Cantrell v. First National Bank of Euless

560 S.W.2d 721, 1977 Tex. App. LEXIS 3577
CourtCourt of Appeals of Texas
DecidedNovember 17, 1977
Docket17868
StatusPublished
Cited by13 cases

This text of 560 S.W.2d 721 (Cantrell v. First National Bank of Euless) is published on Counsel Stack Legal Research, covering Court of Appeals of Texas primary law. Counsel Stack provides free access to over 12 million legal documents including statutes, case law, regulations, and constitutions.

Bluebook
Cantrell v. First National Bank of Euless, 560 S.W.2d 721, 1977 Tex. App. LEXIS 3577 (Tex. Ct. App. 1977).

Opinion

OPINION ON MOTION FOR REHEARING

MASSEY, Chief Justice.

Our opinion dated September 22, 1977, is withdrawn, with the following substituted therefor.

James E. Cantrell and wife, hereinafter referred to in the singular as Cantrell, brought suit for damages and penalties allegedly applicable against the First National Bank of Euless, hereinafter referred to as Bank. Averred were two separate causes of action.

Following trial to a jury, with verdict returned, the trial court disregarded answers of the jury applicable to Cantrell’s claim under the Texas Business and Commerce Code, Title 2, “Competition and Trade Practices,” Subchapter E, “Deceptive Trade Practices and Consumer Protection,” § 17.41 et seq., the Deceptive Trade Practices — Consumer Protection Act. By the court’s judgment all the relief sought by Cantrell in this cause of action was denied.
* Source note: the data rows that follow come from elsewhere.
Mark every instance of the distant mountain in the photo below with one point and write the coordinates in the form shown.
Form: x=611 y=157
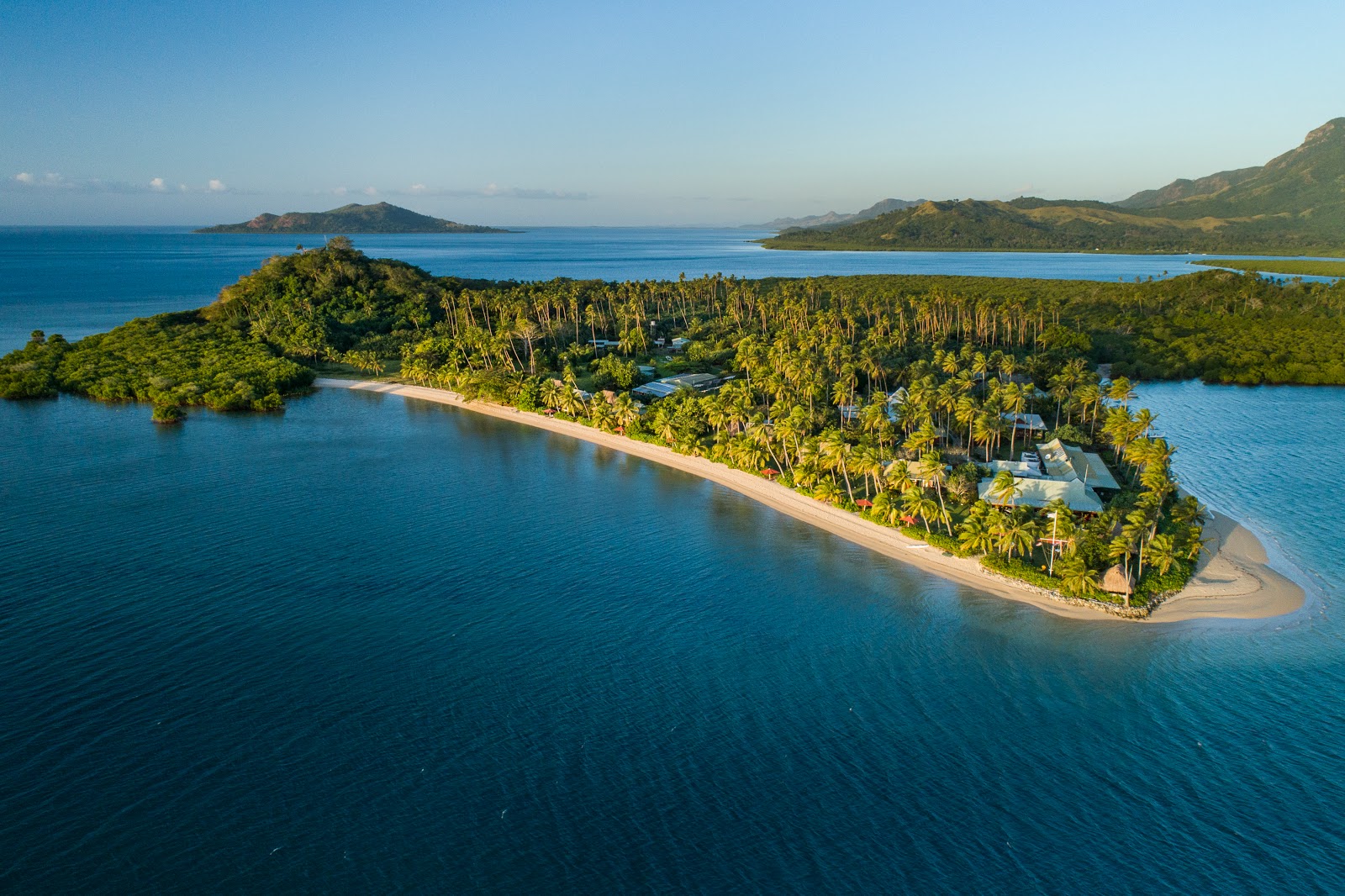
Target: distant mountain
x=1293 y=205
x=838 y=219
x=1183 y=188
x=353 y=219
Based upon the verdict of the jury as otherwise to be considered, the trial court rendered a judgment granting Cantrell relief which he deemed unsatisfactory and insufficient. The cause of action upon which this judgment was predicated was by the provisions of Y.A.T.S. Title 79, “Consumer Credit,” Chapter 4, “Installment Loans,” Art. 5069-4.01, “Installment loans authorized” and Art. 5069-4.03, “Lender’s duty to borrower”; and Chapter 8, “Penalties,” Art. 5069-8.01, “Contracting for, charging or receiving interest, time price differential or other charges greater than authorized.” Additionally, the cause of action upon which this judgment was furthermore predicated was by the provisions of U.S.C.A., Title 15, “Commerce and Trade,” Chapter 41, “Disclosures,” Part B, “Credit Transactions,” § 1631, et seq.

Cantrell appealed. The Bank filed a cross-appeal.
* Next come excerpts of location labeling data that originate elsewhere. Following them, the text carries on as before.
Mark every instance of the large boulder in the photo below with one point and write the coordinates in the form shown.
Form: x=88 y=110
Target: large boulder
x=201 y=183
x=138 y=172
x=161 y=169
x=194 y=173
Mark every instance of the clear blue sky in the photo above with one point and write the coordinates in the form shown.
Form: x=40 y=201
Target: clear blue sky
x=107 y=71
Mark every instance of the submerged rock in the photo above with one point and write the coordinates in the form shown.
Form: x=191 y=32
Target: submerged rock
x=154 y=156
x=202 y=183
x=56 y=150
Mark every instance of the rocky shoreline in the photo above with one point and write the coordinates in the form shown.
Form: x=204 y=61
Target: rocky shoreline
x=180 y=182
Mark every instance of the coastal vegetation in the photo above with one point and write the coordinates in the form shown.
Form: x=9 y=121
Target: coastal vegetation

We affirm judgment of the trial court denying relief upon Cantrell’s cause of action predicated upon provisions of the Texas Business and Commerce Code. We sever therefrom and in part reverse and render and in part and with severance reverse and remand for purposes of trial of attorney’s fees the judgment as applied to Cantrell’s other causes of action.

HISTORY

In June of 1973 Cantrell found himself with a new son-in-law, one Caballero. Caballero was a photographer by trade, and his work consisted in taking children’s photographs at stores in different metropolitan areas. Such work necessitated very frequent moves from city to city. For a month or so the young couple used an automobile and stopped at motels, eating at restaurants. The idea was conceived that if they had a motor home they could make the frequent necessary moves, have living quarters in the motor home, where their meals could also be prepared, with the result a substantial saving. Caballero did not have the necessary financial means by which such a motor home could be purchased.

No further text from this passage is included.